Situation politique : Guikahué libéré, mais placé sous contrôle judiciaire

Le secrétaire exécutif du Pdci-Rda, Maurice Kakou Guikahué qui avait été hospitalisé en France pour des problèmes cardiaques a été relaxé. (DR)
Le secrétaire exécutif du Pdci-Rda, Maurice Kakou Guikahué qui avait été hospitalisé en France pour des problèmes cardiaques a été relaxé. (DR)
Le secrétaire exécutif du Pdci-Rda, Maurice Kakou Guikahué qui avait été hospitalisé en France pour des problèmes cardiaques a été relaxé. (DR)

Situation politique : Guikahué libéré, mais placé sous contrôle judiciaire

Le 20/01/21 à 13:57
modifié 20/01/21 à 13:57
Maurice Kakou Guikahué est libre depuis le mardi 19 janvier, de ses mouvements.
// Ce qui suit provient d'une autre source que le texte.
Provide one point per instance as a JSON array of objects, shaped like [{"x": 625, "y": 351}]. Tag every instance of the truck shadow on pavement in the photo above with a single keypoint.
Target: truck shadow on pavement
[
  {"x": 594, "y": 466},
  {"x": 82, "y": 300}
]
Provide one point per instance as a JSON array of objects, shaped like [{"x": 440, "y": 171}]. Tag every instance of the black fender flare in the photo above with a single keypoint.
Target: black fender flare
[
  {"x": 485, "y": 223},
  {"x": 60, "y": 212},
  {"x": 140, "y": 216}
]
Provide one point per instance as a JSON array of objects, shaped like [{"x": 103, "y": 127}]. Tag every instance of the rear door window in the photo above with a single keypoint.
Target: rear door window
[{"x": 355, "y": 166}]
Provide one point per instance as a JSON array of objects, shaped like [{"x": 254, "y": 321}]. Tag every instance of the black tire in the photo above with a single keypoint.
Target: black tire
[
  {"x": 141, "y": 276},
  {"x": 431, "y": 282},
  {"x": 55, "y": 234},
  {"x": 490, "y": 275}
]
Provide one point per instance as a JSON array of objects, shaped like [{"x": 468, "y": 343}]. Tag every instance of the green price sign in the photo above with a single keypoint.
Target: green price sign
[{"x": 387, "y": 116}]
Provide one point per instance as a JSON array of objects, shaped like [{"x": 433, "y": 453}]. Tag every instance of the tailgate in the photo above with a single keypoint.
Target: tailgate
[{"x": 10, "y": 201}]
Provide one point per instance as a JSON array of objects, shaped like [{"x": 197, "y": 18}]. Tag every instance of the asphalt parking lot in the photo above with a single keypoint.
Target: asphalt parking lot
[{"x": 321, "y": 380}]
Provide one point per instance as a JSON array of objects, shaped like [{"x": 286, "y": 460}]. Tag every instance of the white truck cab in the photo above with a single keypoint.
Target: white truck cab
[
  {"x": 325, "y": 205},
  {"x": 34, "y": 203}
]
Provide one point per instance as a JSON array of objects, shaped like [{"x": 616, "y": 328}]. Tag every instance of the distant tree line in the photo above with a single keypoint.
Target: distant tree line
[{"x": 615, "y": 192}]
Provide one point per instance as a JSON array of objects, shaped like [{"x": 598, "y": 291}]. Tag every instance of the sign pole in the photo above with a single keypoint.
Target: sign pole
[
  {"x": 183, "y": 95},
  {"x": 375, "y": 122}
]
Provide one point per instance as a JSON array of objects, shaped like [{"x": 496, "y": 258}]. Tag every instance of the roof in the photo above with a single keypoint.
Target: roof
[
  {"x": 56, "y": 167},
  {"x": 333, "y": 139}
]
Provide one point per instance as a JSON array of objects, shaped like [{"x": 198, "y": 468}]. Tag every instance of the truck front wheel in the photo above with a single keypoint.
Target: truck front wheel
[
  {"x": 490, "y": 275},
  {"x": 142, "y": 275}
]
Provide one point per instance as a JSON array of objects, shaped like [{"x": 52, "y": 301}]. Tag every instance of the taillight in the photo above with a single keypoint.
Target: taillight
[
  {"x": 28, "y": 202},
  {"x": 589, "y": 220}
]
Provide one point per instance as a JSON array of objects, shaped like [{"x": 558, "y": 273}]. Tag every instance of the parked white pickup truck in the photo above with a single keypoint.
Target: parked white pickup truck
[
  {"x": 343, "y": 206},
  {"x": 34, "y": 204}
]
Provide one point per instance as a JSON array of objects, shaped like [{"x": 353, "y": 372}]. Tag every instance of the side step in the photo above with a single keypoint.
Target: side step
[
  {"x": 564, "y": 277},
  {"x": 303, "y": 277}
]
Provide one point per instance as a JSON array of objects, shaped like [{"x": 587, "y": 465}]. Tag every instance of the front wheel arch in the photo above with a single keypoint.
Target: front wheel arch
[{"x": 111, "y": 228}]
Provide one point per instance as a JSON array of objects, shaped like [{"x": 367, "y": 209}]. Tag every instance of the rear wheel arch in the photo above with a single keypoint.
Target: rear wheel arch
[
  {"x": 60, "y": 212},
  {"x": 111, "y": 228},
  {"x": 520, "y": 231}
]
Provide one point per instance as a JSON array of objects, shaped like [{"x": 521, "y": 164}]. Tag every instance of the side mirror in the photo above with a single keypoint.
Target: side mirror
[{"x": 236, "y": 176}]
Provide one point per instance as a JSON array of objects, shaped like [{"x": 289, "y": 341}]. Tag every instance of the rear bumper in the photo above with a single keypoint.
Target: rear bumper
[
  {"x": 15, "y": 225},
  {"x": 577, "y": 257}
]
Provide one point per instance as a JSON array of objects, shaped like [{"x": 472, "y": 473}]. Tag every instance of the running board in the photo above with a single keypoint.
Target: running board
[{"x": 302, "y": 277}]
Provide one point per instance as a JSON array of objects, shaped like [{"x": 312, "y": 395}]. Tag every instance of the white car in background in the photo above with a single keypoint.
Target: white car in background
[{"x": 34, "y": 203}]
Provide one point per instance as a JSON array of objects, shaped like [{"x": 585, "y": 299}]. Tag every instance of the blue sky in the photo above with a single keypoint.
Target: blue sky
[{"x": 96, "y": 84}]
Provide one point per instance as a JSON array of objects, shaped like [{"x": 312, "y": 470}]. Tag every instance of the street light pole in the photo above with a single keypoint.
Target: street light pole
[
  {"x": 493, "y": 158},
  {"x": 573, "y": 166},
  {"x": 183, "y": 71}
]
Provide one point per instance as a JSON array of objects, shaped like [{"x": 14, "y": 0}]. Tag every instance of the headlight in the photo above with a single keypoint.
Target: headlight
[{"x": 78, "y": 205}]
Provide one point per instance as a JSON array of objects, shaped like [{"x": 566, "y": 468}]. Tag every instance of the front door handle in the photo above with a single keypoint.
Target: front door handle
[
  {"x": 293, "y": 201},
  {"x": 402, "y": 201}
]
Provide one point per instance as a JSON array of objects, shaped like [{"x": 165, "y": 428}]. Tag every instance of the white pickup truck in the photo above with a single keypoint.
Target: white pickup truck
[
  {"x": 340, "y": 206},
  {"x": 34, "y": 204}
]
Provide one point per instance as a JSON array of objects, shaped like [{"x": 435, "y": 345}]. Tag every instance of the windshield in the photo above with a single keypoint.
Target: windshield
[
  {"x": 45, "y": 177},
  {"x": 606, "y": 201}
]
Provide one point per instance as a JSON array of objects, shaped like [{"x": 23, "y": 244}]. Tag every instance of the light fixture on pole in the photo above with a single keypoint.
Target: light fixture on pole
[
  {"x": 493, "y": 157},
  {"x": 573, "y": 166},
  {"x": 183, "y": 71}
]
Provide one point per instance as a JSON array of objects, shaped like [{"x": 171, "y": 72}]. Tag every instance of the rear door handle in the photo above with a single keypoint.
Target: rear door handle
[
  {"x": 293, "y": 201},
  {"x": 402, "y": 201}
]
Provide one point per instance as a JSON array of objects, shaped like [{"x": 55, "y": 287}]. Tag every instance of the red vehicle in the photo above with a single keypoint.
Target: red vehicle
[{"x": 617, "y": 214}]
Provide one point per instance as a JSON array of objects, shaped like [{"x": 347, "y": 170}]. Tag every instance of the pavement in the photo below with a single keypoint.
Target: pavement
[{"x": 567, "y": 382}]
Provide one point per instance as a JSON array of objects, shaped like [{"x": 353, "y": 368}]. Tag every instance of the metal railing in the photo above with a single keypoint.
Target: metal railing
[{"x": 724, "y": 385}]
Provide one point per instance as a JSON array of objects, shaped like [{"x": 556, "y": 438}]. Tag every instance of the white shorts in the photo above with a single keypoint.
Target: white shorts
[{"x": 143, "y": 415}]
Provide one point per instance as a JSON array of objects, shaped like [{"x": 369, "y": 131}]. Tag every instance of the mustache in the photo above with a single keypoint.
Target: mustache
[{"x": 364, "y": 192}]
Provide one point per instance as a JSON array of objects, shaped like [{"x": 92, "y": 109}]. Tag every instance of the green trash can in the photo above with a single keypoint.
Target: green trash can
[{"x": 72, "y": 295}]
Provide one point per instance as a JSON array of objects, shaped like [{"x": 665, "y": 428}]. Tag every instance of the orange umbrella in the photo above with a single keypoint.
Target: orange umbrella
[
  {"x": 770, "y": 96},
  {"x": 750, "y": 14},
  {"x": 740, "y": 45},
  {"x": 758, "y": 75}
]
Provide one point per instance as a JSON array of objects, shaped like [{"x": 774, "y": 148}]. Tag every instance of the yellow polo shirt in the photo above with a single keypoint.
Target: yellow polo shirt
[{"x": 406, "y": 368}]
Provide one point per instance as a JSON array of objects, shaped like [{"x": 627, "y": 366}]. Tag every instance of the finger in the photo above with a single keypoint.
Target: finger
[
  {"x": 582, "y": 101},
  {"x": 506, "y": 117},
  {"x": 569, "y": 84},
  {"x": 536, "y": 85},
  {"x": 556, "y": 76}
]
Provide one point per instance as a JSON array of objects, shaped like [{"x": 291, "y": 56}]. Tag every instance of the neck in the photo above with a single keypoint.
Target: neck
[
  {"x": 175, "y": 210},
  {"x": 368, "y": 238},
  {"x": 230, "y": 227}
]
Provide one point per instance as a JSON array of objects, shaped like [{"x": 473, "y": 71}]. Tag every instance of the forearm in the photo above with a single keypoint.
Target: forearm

Joint au téléphone, une source du service de communication du Pdci-Rda a confirmé la nouvelle. Dans les articles annonçant la libération du détenu, il est précisé que son avocat, Me Atabi Kouoto Honoré, a fait savoir que son client est certes relaxé, mais il est placé sous contrôle judiciaire. Ce qui veut dire, selon lui, que celui-ci est soumis au respect de certaines obligations.

Il faut préciser que Kakou Guikahué, détenu à la Maison d’arrêt et de correction d’Abidjan (Maca), avait fait un malaise le 11 décembre 2020. Il a été conduit urgemment à l’institut de cardiologie au Centre universitaire de Treichville (Chu) pour recevoir des soins. Devant son état qui devenait de plus en plus instable, il avait été évacué d’urgence en France dans la nuit du 19 au 20 2020.

Secrétaire exécutif du Pdci-Rda, M. Guikahué recouvre la liberté en même tant que N’Dri Narcisse, le directeur de cabinet de Henri Konan Bédié, président du Pdci-Rda. Les deux ex-détenus avaient été arrêtés le 3 novembre pour sédition.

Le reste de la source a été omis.